Foodineum feiert Premiere auf der Grünen Woche mit nachhaltiger Lebensmittelvision
Jacqueline RöhrdanzFoodineum feiert Premiere auf der Grünen Woche mit nachhaltiger Lebensmittelvision
Foodineum präsentiert sich erstmals auf der Grünen Woche
Foodineum, eine gemeinsame Initiative des Rhein-Kreises Neuss und der Hochschule Niederrhein, gibt auf der Grünen Woche sein Debüt. Das Projekt zielt darauf ab, Wirtschaft, Wissenschaft und Gesellschaft zu vernetzen, um eine nachhaltige Lebensmittelwirtschaft im Rheinland aufzubauen. Mit seinem Auftritt bei der Messe will es sein internationales Netzwerk ausbauen und seine Arbeit einem globalen Publikum vorstellen.
Noch vor der Grünen Woche war Foodineum auf Einladung von Ministerin Silke Gorißen zu Gast im NRW-Ministerium für Landwirtschaft und Verbraucherschutz, um dort seine Ziele zu präsentieren. Das vom Bundesministerium für Wirtschaft und Energie geförderte und vom Land Nordrhein-Westfalen kofinanzierte Vorhaben entwickelt ein Modell für einen wettbewerbsfähigen und zukunftsorientierten Lebensmittelsektor.

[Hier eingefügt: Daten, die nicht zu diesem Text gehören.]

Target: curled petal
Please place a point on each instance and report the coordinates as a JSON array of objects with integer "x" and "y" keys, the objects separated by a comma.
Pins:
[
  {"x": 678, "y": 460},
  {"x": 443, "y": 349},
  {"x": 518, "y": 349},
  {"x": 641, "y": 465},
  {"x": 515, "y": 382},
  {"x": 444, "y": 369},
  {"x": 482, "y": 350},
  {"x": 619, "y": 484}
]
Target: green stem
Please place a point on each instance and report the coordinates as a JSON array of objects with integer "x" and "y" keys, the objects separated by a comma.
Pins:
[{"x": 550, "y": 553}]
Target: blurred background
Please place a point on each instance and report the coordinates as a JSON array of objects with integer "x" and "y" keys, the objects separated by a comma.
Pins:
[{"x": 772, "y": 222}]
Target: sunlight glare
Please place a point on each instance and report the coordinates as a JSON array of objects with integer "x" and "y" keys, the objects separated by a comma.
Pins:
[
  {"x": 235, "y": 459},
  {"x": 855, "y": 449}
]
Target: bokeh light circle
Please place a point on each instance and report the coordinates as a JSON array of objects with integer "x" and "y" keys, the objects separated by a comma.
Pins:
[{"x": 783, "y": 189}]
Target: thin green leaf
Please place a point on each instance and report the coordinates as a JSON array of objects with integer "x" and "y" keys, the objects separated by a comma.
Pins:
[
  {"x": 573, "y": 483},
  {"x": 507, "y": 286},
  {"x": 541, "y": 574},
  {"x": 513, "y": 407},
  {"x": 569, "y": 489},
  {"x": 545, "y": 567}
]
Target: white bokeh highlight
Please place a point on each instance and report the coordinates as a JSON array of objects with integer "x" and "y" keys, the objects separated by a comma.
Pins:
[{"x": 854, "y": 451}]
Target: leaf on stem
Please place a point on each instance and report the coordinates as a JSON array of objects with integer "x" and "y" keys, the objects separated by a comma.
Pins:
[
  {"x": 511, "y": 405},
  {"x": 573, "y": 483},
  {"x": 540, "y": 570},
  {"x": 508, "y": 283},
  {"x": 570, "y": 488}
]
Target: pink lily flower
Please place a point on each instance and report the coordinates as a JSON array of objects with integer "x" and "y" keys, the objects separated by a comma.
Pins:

Auf der Grünen Woche wird Foodineum gemeinsam mit Partnern wie Happen und dem Food & Nutrition Lab der Hochschule Niederrhein am Stand des FoodHub NRW vertreten sein. Die Initiative ist Teil der NRW-Delegation unter Leitung des Landesamts für Verbraucherschutz und Lebensmittelsicherheit (LAVE), die rund 110 Unternehmen und Organisationen der Region repräsentiert. Lokale Verantwortliche betonen die Bedeutung des Projekts: Dirk Brügge, Landrat des Rhein-Kreises Neuss, hob dessen Rolle als Brückenbauer zwischen Wissenschaft und Wirtschaft hervor und positioniert den Kreis damit als Innovationsstandort. Kathleen Diener, Vizepräsidentin der Hochschule Niederrhein, verwies auf die Fähigkeit von Foodineum, Forschungsergebnisse in praktische Lösungen für die Lebensmittelbranche umzusetzen.
Der Auftritt auf der Grünen Woche bietet Foodineum die Chance, seine Vision einer internationalen Öffentlichkeit zu präsentieren. Durch die Vernetzung von Forschung, Unternehmen und Politik will das Projekt die Position des Rheinlands in der globalen Lebensmittelindustrie stärken. Die Messe dient dabei als Plattform, um Fortschritte zu zeigen und neue Partnerschaften zu knüpfen.